Fascination with the decay of capitalism was a part of popular internet culture not too long ago when vaporwave rose as a dominant musical and visual subculture. Dead malls, empty forests, and the newly categorized community around liminal spaces all recreate a similar essence as looking at a car crash on the side of the road; it’s unsettling in the best way. The Backrooms community finding its home on the corporate servers of behemoths like Google is fittingly ironic. How the Backrooms differs from vaporwave is its implementation of nostalgic imagery. It’s an instant loss; instead of the pleasant dreaminess of vaporwave, which reminisces on an era lost to time, the Backrooms is a horror-infused story of grief and fear reflecting the era we’re trudging through – told by the everyday internet user.

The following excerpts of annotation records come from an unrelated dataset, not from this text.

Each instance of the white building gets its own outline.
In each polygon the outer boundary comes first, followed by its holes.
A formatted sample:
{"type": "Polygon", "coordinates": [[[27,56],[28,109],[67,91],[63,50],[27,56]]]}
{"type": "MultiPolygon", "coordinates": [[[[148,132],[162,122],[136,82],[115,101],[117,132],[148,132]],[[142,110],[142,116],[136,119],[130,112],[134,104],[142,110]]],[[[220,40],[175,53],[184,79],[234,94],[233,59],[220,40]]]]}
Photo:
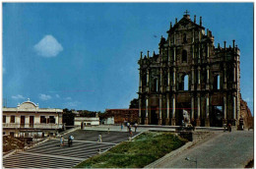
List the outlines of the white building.
{"type": "Polygon", "coordinates": [[[99,125],[99,117],[75,117],[75,126],[81,126],[84,128],[85,126],[98,126],[99,125]]]}
{"type": "Polygon", "coordinates": [[[28,101],[15,108],[3,108],[3,135],[13,137],[46,137],[62,129],[62,109],[39,108],[28,101]]]}

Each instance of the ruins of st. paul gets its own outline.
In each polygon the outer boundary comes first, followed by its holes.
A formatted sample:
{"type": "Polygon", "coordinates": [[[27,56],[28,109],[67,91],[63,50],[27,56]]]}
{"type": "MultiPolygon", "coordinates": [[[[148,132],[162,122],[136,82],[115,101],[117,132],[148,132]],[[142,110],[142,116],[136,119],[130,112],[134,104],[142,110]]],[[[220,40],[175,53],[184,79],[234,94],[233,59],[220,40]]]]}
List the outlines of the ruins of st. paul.
{"type": "Polygon", "coordinates": [[[188,12],[170,23],[159,54],[143,56],[140,69],[140,124],[178,126],[187,113],[196,126],[237,125],[241,115],[240,50],[224,41],[188,12]]]}

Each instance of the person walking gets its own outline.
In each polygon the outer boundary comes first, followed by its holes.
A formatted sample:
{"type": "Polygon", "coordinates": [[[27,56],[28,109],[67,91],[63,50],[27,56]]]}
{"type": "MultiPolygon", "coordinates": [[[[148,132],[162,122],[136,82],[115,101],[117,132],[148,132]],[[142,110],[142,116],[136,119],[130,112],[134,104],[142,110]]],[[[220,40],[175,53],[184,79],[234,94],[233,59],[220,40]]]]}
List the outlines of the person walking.
{"type": "Polygon", "coordinates": [[[68,139],[69,147],[72,146],[72,144],[73,144],[73,140],[74,140],[74,137],[73,137],[72,135],[69,136],[69,139],[68,139]]]}
{"type": "Polygon", "coordinates": [[[132,131],[132,128],[130,128],[130,137],[133,136],[133,131],[132,131]]]}
{"type": "Polygon", "coordinates": [[[228,131],[231,132],[231,129],[232,129],[232,128],[231,128],[231,124],[229,123],[229,124],[228,124],[228,131]]]}
{"type": "Polygon", "coordinates": [[[134,132],[135,132],[135,133],[136,133],[136,131],[137,131],[137,127],[138,127],[138,124],[135,123],[135,124],[134,124],[134,132]]]}
{"type": "Polygon", "coordinates": [[[62,146],[62,136],[60,136],[60,146],[62,146]]]}
{"type": "Polygon", "coordinates": [[[121,131],[123,130],[123,124],[121,123],[121,131]]]}
{"type": "Polygon", "coordinates": [[[72,144],[72,141],[71,141],[71,138],[69,137],[69,139],[68,139],[68,144],[69,144],[69,147],[71,146],[71,144],[72,144]]]}
{"type": "Polygon", "coordinates": [[[97,142],[102,142],[102,136],[101,136],[101,134],[99,134],[98,137],[97,137],[97,142]]]}
{"type": "Polygon", "coordinates": [[[65,145],[65,141],[64,141],[64,137],[63,136],[61,136],[61,141],[62,141],[61,145],[64,146],[65,145]]]}
{"type": "Polygon", "coordinates": [[[130,132],[130,123],[129,122],[127,122],[127,132],[130,132]]]}

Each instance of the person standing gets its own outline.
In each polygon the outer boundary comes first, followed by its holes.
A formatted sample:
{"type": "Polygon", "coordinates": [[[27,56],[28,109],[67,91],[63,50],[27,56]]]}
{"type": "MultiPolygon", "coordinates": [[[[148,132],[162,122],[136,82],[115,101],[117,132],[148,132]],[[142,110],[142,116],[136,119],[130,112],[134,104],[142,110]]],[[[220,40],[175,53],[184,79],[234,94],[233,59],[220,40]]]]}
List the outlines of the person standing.
{"type": "Polygon", "coordinates": [[[130,123],[127,122],[127,132],[130,132],[130,123]]]}
{"type": "Polygon", "coordinates": [[[136,131],[137,131],[137,127],[138,127],[138,124],[135,123],[135,124],[134,124],[134,132],[135,132],[135,133],[136,133],[136,131]]]}
{"type": "Polygon", "coordinates": [[[65,145],[65,141],[64,141],[64,137],[63,136],[61,136],[61,141],[62,141],[61,145],[64,146],[65,145]]]}
{"type": "Polygon", "coordinates": [[[121,123],[121,131],[123,130],[123,124],[121,123]]]}
{"type": "Polygon", "coordinates": [[[101,136],[101,134],[99,134],[98,137],[97,137],[97,142],[102,142],[102,136],[101,136]]]}
{"type": "Polygon", "coordinates": [[[62,136],[60,136],[60,146],[62,146],[62,136]]]}
{"type": "Polygon", "coordinates": [[[71,144],[72,144],[72,141],[71,141],[71,138],[70,138],[70,136],[69,136],[69,139],[68,139],[68,144],[69,144],[69,147],[71,146],[71,144]]]}

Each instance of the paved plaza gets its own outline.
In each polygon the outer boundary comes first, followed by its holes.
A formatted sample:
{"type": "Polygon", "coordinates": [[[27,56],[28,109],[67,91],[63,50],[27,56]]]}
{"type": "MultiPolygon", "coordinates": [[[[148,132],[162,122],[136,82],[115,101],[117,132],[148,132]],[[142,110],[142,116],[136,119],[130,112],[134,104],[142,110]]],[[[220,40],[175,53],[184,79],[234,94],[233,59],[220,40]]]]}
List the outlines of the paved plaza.
{"type": "Polygon", "coordinates": [[[253,159],[253,132],[216,132],[215,136],[154,168],[244,168],[253,159]],[[189,160],[185,160],[188,157],[189,160]]]}
{"type": "MultiPolygon", "coordinates": [[[[138,133],[134,134],[137,135],[138,133]]],[[[59,139],[53,139],[3,159],[5,168],[71,168],[100,151],[107,150],[115,144],[127,141],[129,134],[114,131],[77,130],[65,138],[65,145],[60,146],[59,139]],[[102,142],[97,142],[101,134],[102,142]],[[69,147],[67,138],[75,137],[73,146],[69,147]]]]}

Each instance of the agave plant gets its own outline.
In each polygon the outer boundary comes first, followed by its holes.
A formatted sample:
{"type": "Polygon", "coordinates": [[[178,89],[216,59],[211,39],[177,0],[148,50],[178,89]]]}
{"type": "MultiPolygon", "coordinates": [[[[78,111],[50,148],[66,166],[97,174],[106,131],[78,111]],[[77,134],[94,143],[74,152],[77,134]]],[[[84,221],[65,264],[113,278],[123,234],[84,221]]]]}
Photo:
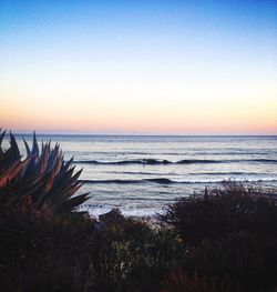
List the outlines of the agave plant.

As we as a global society collectively cope with the impact of major life changes the pandemic has caused, widening interest in liminal spaces and the Backrooms ARG reflects the process of grieving and overcoming. Now more than ever, wireless connectivity has proven to be an essential tool for engaging and participating in global culture. The virality around the Backrooms is a testament to the powerful nature of ARGs. These games have use cases outside of entertainment – they can be orienting, community-building, and therapeutic tools.

Fast Facts

  • On Reddit, the subreddit r/Backrooms has over 52,000 subscribers, whom create an average of 12 posts per day.
  • Google Trends data shows that interest in “the Backrooms” spiked in June 2019, March 2020, and is at its peak as of April 2022.
    • These spikes align with its inception, the start of COVID lockdowns in the US, and its current viral streak respectively.
    • the top query on Google for this topic is “the backrooms real”
    • the top query on YouTube for this topic is “roblox backrooms”
  • the Backrooms fan-made wiki has over 2,900 pages.
  • the most viewed YouTube video about the Backrooms has over 25 million views.

Terms to know

Creepypasta

 A genre of user-created stories in which subject matter contains paranormal, absurd, and horror elements. These stories are typically shared in online forums like Reddit.

Subreddit

A forum focused on a particular topic on the social news/forum website Reddit.

Lore (gaming)

The backstory and explanation of events/history within a game. Typically not explicitly communicated within the source material itself.

Microinfluencer

A social media user who has approximately 3000-40000 followers, typically posting content focused on a highly specific niche.

Vaporwave

A microgenre of music characterized by sampling smooth jazz, r&b, and elevator music from the 1980s. The design aesthetic associated with vaporwave takes cues from ’80s-90s commercials, anime, and computer software/hardware.